Why the Wait?

Apple typically makes their products available for sale within days of their announcement (a typical example being the new iPod nanos, announced Sept 9th, available for sale just days later; atypical example being the iPhone, announced January 9th, 2007, available six months later). Similar to iPhone in 2007, Apple announced the iPad in late January, to go on sale some “Sixty days” later.

A friend recently asked “Why the wait?”, and my initial, glib response, was to stave off would-be netbook owners from shopping elsewhere while Apple spit-shined iPad for a late March release.

After letting the response percolate in my head for a days more, I'm beginning to feel there's more to it.

(Digression: there was a minor stir in the Apple-web following the announcment of iPad's April 3rd availability; Sixty days from January 28th is March 29th — a Monday. This lead to the conclusion Apple is late with iPad, either from hardware or software delays. My speculation is neither were delayed, and “Sixty Days” was a ball-park estimate; if the release date had been set, Apple would have said “March 29th” from the start).

Which leads me to why the sixty days between unveiling and for-saling: generating buzz, marketing, and developers.

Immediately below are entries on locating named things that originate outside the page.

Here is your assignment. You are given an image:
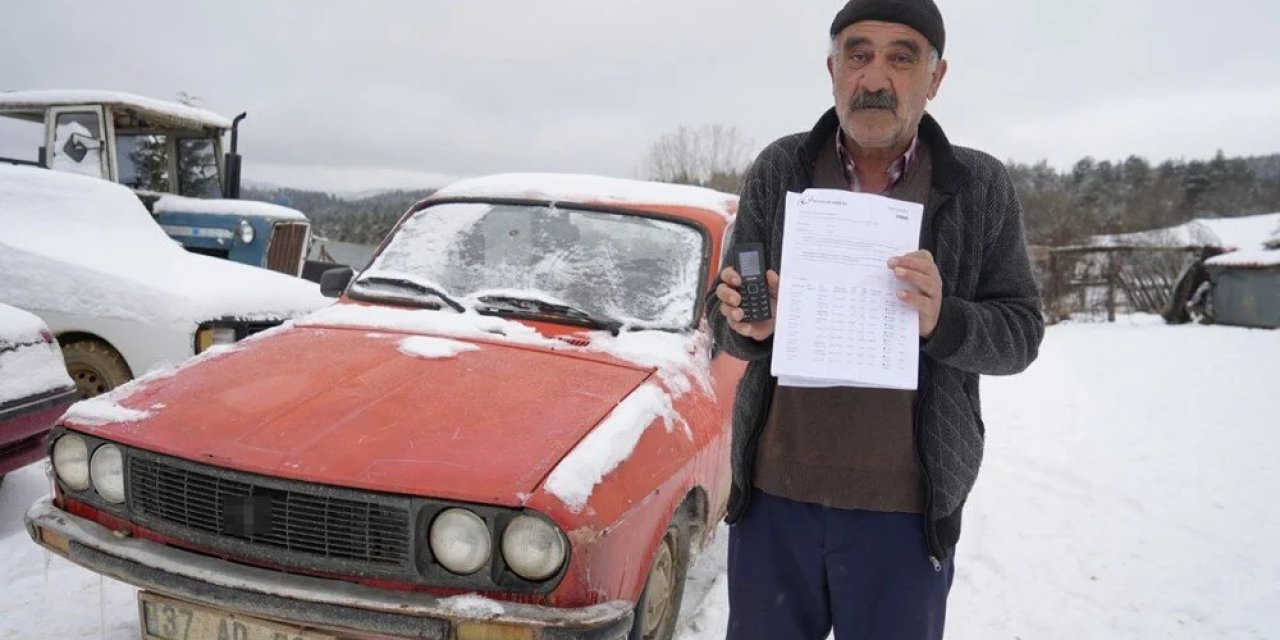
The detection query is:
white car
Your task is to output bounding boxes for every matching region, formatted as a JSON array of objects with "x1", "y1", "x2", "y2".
[
  {"x1": 0, "y1": 305, "x2": 77, "y2": 480},
  {"x1": 0, "y1": 165, "x2": 329, "y2": 398}
]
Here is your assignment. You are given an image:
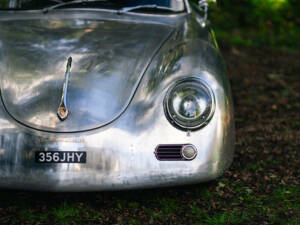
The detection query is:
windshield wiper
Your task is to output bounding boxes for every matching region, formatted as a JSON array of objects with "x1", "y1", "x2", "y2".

Apple is touting iPad as a “breakthrough device”, Apple detractors are touting iPad as a “big iPod touch”, and Apple supporters are touting iPad as “for your mom”. Whatever you consider iPad to be, it's important for Apple to figure this out. I have a feeling even Steve Jobs doesn't quite know how to classify it. Also important is getting the word out to the masses, including Your Mom. She's not going to know about iPad the day it's announced, but you can be sure, Apple-bearing, she'll know about it come release day.

And like iPhone before it, iPad made its real public debut during the Oscars, with the premier of the first television advertisement. This is exactly what Apple did in 2007 with iPhone, the only difference is Steve Jobs was, himself, in attendance. It targets the perfect audience for the device (read: Normal People), showing them precisely what problems the iPad solves (my gut tells me iBooks will be a must-have for Normal People), and sets the stage for the device's release. Apple wants to get people's mouths watering.

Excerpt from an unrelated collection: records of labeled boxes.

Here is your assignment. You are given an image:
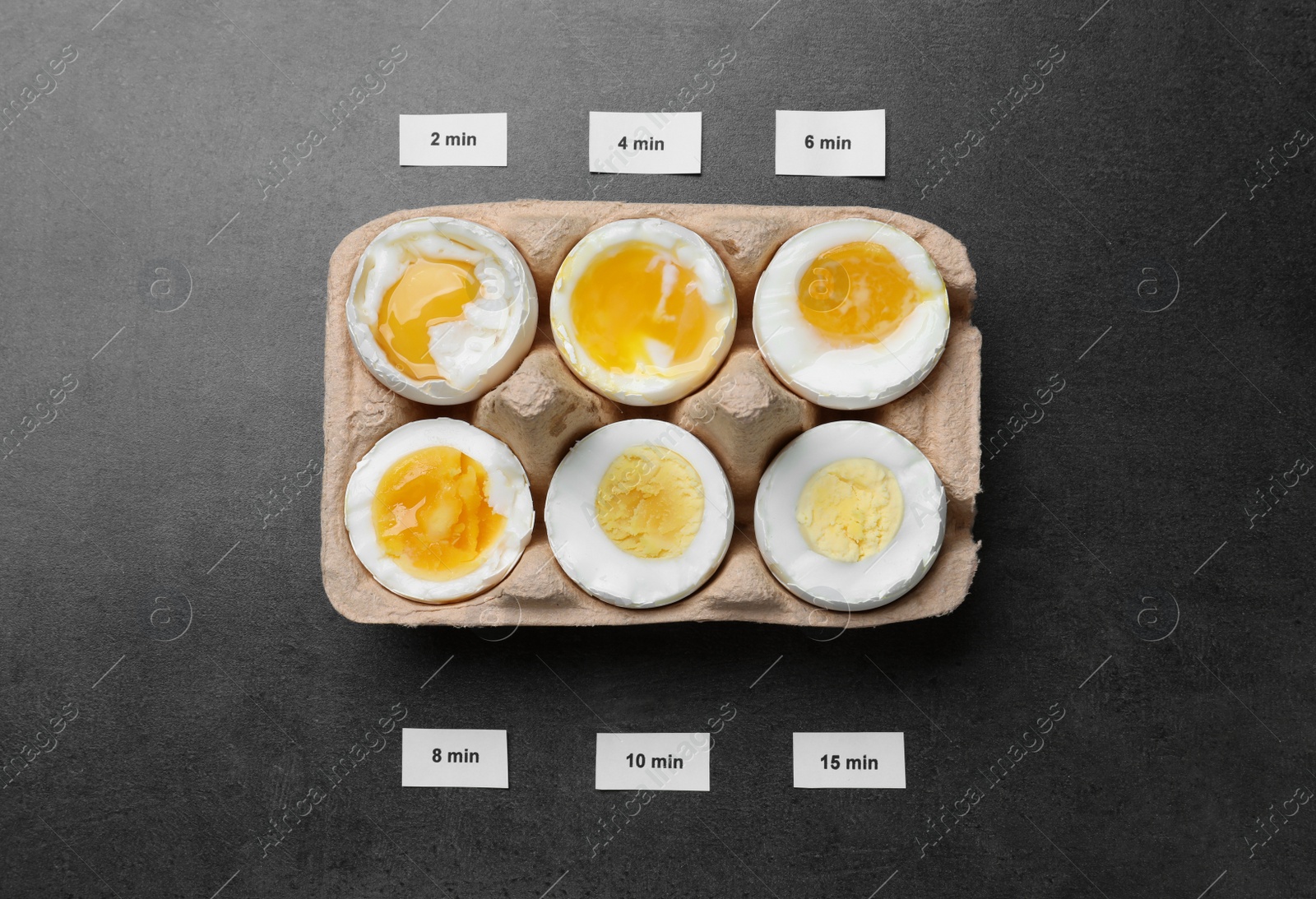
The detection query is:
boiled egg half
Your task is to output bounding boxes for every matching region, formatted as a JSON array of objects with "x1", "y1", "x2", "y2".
[
  {"x1": 347, "y1": 217, "x2": 540, "y2": 405},
  {"x1": 344, "y1": 419, "x2": 535, "y2": 603},
  {"x1": 754, "y1": 421, "x2": 946, "y2": 612},
  {"x1": 544, "y1": 419, "x2": 734, "y2": 608},
  {"x1": 754, "y1": 219, "x2": 950, "y2": 410},
  {"x1": 549, "y1": 219, "x2": 735, "y2": 405}
]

But of course the iPad, with its iPhone OS, would be mocked heavily were it lacking the third-party apps which made iPhone+iPod touch so successful. And while Apple lets these existing apps to run “out of the box” on iPad, the experience seems sub-par at best. The iPad really demands apps designed specifically for its larger display and form factor, and those take time. So wisely, Apple made available the iPad SDK the same day the device was announced. Though Apple hasn't unveiled its plan for when these apps become available, one can imagine it will be at least, you guessed it: sixty days.

If you think of iPhones OS devices more like Game consoles or even desktop operating systems, Apple's direction makes much more sense. Apple sees iPhone OS as a platform, and it's important to have third-party support.